Разве он не замечал, как, поймав на себе его взгляд, Тавра вдруг делалась очень серьёзной, даже хмурилась? Разве она не смущалась и не выглядела растерянной, когда они, случалось, оставались наедине в одной комнате?

А кем была Тавра для него самого?

Откровенно говоря, она ему очень нравилась; в ней было что-то такое – а что, не поймёшь, – что властно приковывало к ней внимание, не позволяло смотреть на других женщин, думать о ком-нибудь ещё. Будто какая-то магия исходила от неё – и дело было не только в её красоте. Да, она была красива жгучей степной красотой, а ещё благородна и горда. Гордость, вероятно, была у неё в крови – её не смогли вытравить даже годы рабства. Пусть Динамия и возвысила её в их доме до положения знатной девушки, но статус невольницы остался у Тавры как пожизненное личное клеймо господина...

Стефан остановился на минуту, прижатый к стене толпой прохожих.
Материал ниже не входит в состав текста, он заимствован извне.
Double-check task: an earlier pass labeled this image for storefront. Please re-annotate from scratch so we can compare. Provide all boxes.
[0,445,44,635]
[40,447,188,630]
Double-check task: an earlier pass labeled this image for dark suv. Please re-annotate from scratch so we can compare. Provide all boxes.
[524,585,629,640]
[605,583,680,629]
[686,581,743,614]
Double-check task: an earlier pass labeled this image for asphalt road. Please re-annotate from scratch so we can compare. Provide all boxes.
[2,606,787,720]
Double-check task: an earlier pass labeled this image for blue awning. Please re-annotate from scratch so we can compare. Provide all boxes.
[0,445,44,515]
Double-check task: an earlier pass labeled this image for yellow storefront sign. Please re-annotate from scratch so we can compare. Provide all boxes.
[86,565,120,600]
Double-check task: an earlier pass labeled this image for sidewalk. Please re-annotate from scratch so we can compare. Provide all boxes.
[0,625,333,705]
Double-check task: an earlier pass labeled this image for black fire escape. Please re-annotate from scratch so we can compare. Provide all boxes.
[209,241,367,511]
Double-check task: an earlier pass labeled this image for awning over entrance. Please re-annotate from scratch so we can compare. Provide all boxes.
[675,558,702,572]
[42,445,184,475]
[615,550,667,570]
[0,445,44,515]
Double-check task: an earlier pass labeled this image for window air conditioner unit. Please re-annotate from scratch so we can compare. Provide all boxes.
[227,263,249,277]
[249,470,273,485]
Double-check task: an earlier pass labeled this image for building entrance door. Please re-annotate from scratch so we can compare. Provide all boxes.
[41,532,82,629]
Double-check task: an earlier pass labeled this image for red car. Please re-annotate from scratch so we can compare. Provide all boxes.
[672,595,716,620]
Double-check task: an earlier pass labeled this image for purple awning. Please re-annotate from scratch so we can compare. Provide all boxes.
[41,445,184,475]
Ему показалось, что он увидел среди них лицо Тавры. Но нет, он, конечно же, ошибся. Тавра сейчас дома. При мысли о том, что он скоро увидит её, Стефан ускорил шаг.

Войдя в дом, он остановился, прислушался. Вот она делает что-то там, в своей комнате. Может быть, переодевается? Стефан подошёл к стене, отделявшей его от Тавры, и замер, пристально глядя в одну точку, хотя прекрасно знал, что не увидит внутренность комнаты. Но он хотел, он так хотел увидеть сквозь доски её стройное смуглое тело под шуршащим платьем, залитое дрожащим солнечным светом! Он подумал даже, как приятно, должно быть, запустить пальцы ей в волосы, густые, блестящие, цвета воронова крыла... а потом притянуть её к себе, ощутить жар её губ, её тела...

Это призрачное видение, рождённое его фантазией, заставило сильнее забиться его сердце.

Мгновение приятного возбуждения сменилось внезапным острым осознанием того, что ему не суждено овладеть этой девушкой. Стефан уже знал, что никогда не возьмёт её силой, против её воли; он никогда не причинит ей боли, не оскорбит, не унизит её...

- Твой молодой господин дома? – Голос Дамаста, который обращался к привратнику, отвлёк Стефана от размышлений.

Он поспешил навстречу другу, хотя появление сына Фотия Датиана не вызвало у него радости.

С тех пор, как стали известны намерения Фотия Датиана, как молва подхватила пущенные им слухи и разнесла их по всему городу, сам Фотий или кто-либо другой из его семьи перестали быть желанными гостями в доме стратига. Две семьи, некогда дружные между собой, стали враждовать, оказавшись по разные стороны в борьбе за власть.

Увидев Стефана, Дамаст помахал ему рукой и подошёл к нему.

- Я надеялся встретить тебя где-нибудь. Но ты теперь редко бываешь на ипподроме и в палестре, не участвуешь в гимнастических состязаниях. Даже в таверну Сириска, где мы прежде кутили ночи напролёт, перестал захаживать.

- У меня много забот, – отозвался Стефан, хмуря брови и забыв приветствовать гостя. – Наверное, ты знаешь.

- Да. О твоей женитьбе на Фаусте Ласкариде в Фарнабии не говорил только немой, – ухмыльнулся Дамаст.

- А тебя это забавляет? – сказал Стефан с возрастающим раздражением.

Дамаст небрежно пожал плечами.

- Скорее удивляет. Разве ты не слышал, что Софрону Ласкариду, когда он пытался выдать свою дочь замуж, отказали уже четыре приличных дома? Прости за грубую откровенность, Стефан, но ты берёшь порченый товар.

- Твоя-то какая в том печаль? – спросил Стефан, всматриваясь в лицо друга и чувствуя какую-то унылую отчуждённость.

В словах Дамаста была правда – и от того, что он так прямо сказал ему об этом, Стефану сделалось тошно.

Он не был близко знаком со своей будущей женой, хотя о поразительной красоте Фаусты говорили в Фарнабии все кому не лень. И не только в Фарнабии: где бы она не появлялась, везде вызывала восхищённые пересуды и завоёвывала новых поклонников. Её красота являлась мишенью для многих завистливых взглядов, а её легкомыслие и склонность к любовным авантюрам прочно закрепили за ней «славу» развратной женщины.